- Documents and publications
Heatwaves as an occupational hazard: The impact of heat and heatwaves on workers’ health, safety and wellbeing and on social inequalities
This paper explores the argument that weather-related heat stress should be considered an escalating occupational hazard that deserves full societal recognition in order to be considered as an emerging occupational risk requiring public action. Heat health is one of the main lines of action concerning climate change adaptation with strong evidence showing that protective interventions can radically reduce the impact of heat on mortality. As this fact is being recognised, urban authorities are being urged to change the surfaces of cities, the cladding of public and private buildings and the allocation of space to greener means of transportation and these lines of action are gaining support and resources.

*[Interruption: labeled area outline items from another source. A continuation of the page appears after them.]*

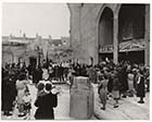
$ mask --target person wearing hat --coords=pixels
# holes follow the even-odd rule
[[[144,77],[143,71],[139,70],[137,78],[137,97],[140,97],[138,103],[144,103],[143,98],[145,97]]]
[[[107,82],[109,80],[104,74],[99,75],[98,94],[102,103],[102,110],[105,110],[105,105],[107,100]]]
[[[43,84],[43,85],[42,85]],[[58,106],[58,93],[52,94],[52,84],[49,82],[40,83],[38,86],[38,96],[35,101],[37,107],[35,119],[36,120],[53,120],[54,110]]]
[[[116,71],[113,72],[112,77],[113,77],[112,95],[113,95],[113,99],[115,100],[114,108],[117,108],[118,107],[118,99],[119,99],[121,83],[119,83],[119,80],[118,80]]]

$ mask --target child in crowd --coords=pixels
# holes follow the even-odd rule
[[[24,112],[28,118],[30,117],[30,109],[31,109],[31,97],[28,89],[25,90],[25,96],[23,97],[23,101],[24,101]]]

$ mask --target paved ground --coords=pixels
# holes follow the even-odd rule
[[[69,118],[69,86],[66,84],[58,84],[56,87],[61,87],[61,94],[59,94],[59,102],[58,107],[54,109],[54,114],[56,120],[74,120]],[[113,99],[110,98],[107,100],[106,110],[103,111],[100,109],[101,103],[99,96],[97,94],[97,85],[93,85],[94,88],[94,117],[92,120],[101,119],[101,120],[149,120],[150,119],[150,101],[149,94],[145,97],[145,103],[139,105],[137,101],[139,100],[137,97],[125,98],[119,100],[119,107],[113,108]],[[33,97],[33,109],[30,119],[34,120],[34,114],[36,111],[36,107],[34,106],[36,99],[36,87],[34,85],[29,85],[29,90]],[[16,109],[12,117],[2,115],[1,119],[7,120],[22,120],[24,118],[17,117]]]
[[[137,101],[139,98],[127,97],[119,100],[119,107],[113,108],[114,100],[110,98],[106,103],[106,110],[101,110],[100,99],[94,87],[94,114],[101,120],[149,120],[150,119],[150,95],[147,93],[144,103]]]
[[[35,99],[36,99],[36,87],[34,85],[29,85],[29,90],[33,98],[33,103],[31,103],[31,115],[30,120],[35,120],[34,114],[36,111],[36,107],[34,106]],[[69,118],[69,86],[67,84],[56,84],[56,87],[61,87],[61,93],[58,96],[58,107],[54,108],[54,114],[55,114],[55,120],[74,120],[73,118]],[[2,120],[23,120],[24,118],[18,118],[17,117],[17,111],[16,109],[14,110],[14,113],[12,117],[1,117]],[[97,118],[92,117],[92,120],[96,120]]]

This paper argues that the preventive occupational risk management of heat events should be a requirement for any occupational situation in which heat stress factors have previously been present or which can appear in the context of weather-related heat events. The preparation of a preventive and protective response by employers is crucial for occupational health and safety (OHS). Preventive action should be organised in advance even if the expected level of risk seems low or affecting no more than workers ‘comfort’. Moreover, thermal discomfort should not be regarded as a minor OHS issue. The conditions in which heat stress factors do not reach such a level as would immediately jeopardise human health must still be addressed at work as they can impair wellbeing, performance and productivity while, in some jobs, they may also constitute a safety risk factor. Risk assessments should consider any impact of heat events, not only for office workers.